Earnhardt seemed as miffed by the dig as the ding.
"Everybody wanted to make a big deal out of it. Mayfield wanted to run his mouth about it when there was no need to run his mouth," he said. "That's fine. He can crow all he wants."
Ricky Rudd, who wound up third behind Mayfield and Dale Jarrett, called it a finesse move.
"It's easy to run over somebody and take them out, but it's a whole lot harder to do what Jeremy did when the guy that you move around is not even sure if he got hit or not. So right there, Jeremy gets a pat on the back the way he did it -- at least within the garage area," he said.
But Rudd isn't buying suggestions that Mayfield's bump means The Intimidator has an imitator.
"That intimidator crap that's been going on about Earnhardt for so long -- you guys are the ones that created that," he told reporters. "You go talk to those young guys and ask them if they're intimidated by Dale Earnhardt. That's a deal he just created to sell a bunch of T-shirts."
Jarrett on the Move: Defending Winston Cup champion Dale Jarrett credits his quiet climb in this year's standings to the dedication of his crew and a willingness to work on getting things right.
"The consistency of their pit stops is just incredible," he said. "They don't have to worry about anything but that."
In a thinly veiled jibe at the demand on drivers to make promotional appearances for their sponsors, he added, "They don't have to get up at five in the morning to do other things. They can stay focused on their jobs.
"We're learning more about working with the chassis and the new generation tire. This type of consistency got us in front for the championship last year."

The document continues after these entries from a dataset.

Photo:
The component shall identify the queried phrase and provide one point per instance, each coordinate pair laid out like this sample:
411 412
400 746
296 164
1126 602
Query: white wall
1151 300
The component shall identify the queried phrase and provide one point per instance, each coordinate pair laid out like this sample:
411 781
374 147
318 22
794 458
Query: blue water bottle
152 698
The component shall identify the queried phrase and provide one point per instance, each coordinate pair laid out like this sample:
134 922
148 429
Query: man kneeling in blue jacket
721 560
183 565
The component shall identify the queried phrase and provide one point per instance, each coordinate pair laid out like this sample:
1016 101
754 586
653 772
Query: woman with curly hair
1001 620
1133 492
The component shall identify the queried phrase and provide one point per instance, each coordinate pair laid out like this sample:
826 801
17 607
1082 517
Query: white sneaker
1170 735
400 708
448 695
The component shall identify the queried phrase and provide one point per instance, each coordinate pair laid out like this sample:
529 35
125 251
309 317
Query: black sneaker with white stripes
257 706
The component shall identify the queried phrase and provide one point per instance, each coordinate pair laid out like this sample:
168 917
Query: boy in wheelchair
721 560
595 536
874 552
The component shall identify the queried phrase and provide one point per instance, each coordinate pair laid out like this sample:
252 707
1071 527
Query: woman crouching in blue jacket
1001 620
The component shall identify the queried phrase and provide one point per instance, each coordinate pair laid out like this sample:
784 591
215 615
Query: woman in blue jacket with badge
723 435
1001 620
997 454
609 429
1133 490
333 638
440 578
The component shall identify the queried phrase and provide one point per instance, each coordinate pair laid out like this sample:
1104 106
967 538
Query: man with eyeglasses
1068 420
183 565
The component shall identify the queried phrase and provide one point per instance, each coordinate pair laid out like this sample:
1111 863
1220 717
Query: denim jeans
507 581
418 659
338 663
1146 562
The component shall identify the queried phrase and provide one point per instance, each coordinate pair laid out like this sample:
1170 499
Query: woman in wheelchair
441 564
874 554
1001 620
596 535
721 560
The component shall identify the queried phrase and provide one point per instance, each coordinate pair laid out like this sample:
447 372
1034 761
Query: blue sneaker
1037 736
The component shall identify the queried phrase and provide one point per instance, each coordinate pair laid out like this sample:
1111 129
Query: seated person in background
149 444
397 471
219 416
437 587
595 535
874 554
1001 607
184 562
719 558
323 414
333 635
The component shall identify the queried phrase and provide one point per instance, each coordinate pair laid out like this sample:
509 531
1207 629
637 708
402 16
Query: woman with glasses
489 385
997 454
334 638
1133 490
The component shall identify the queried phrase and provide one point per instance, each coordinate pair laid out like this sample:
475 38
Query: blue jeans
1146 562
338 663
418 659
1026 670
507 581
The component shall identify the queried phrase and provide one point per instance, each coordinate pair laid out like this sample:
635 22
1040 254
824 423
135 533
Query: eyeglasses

Biker Dale: Dale Jarrett was honored Saturday as a media panel's choice for driver of the year.
Instead of a plaque or trophy, Jarrett received an Indian motorcycle presented by Peter Fonda, who starred in the 1969 classic "Easy Rider."
"I quit riding motorcycles when I was about 16 years old -- swore I'd never get back on one, but this may just change my mind," Jarrett said.
"I stopped racing when my daughter was born," Fonda conceded, although he still rides for fun at 60. "I was racing anything with an engine in it. And I'm a big fan of NASCAR."
The motorcycle, decorated in the red, white and blue colors of Jarrett's No. 88 Ford, is one of two made. The other will go on a promotional tour for Indian motorcycles and will be sold at auction later this year by Sotheby's with the proceeds going to a charity of Jarrett's choice.
Who's Teaching Who?: Bill Elliott, who ends his long association with Ford to join Ray Evernham's fledgling Dodge team next season says he's looking forward to the move and his new driving partner.
Casey Atwood, a 19-year-old regular on the Busch Series circuit will move up to the premium series to drive the second car in Evernham's garage.
"He's a good kid. He seems to do pretty well at other stuff. This will be a definite growing curve for him," Elliott said Sunday.
"Maybe I can teach him a few things and I'm sure he'll train me some, too. It'll be a two-way street. Teach an old dog new tricks."
He said Evernham has worked some with Elliott's Ford team since leaving as Jeff Gordon's crew chief.
"His main focus is getting his deal up and running. I might see him at a race every whipstitch or two, but that's about it."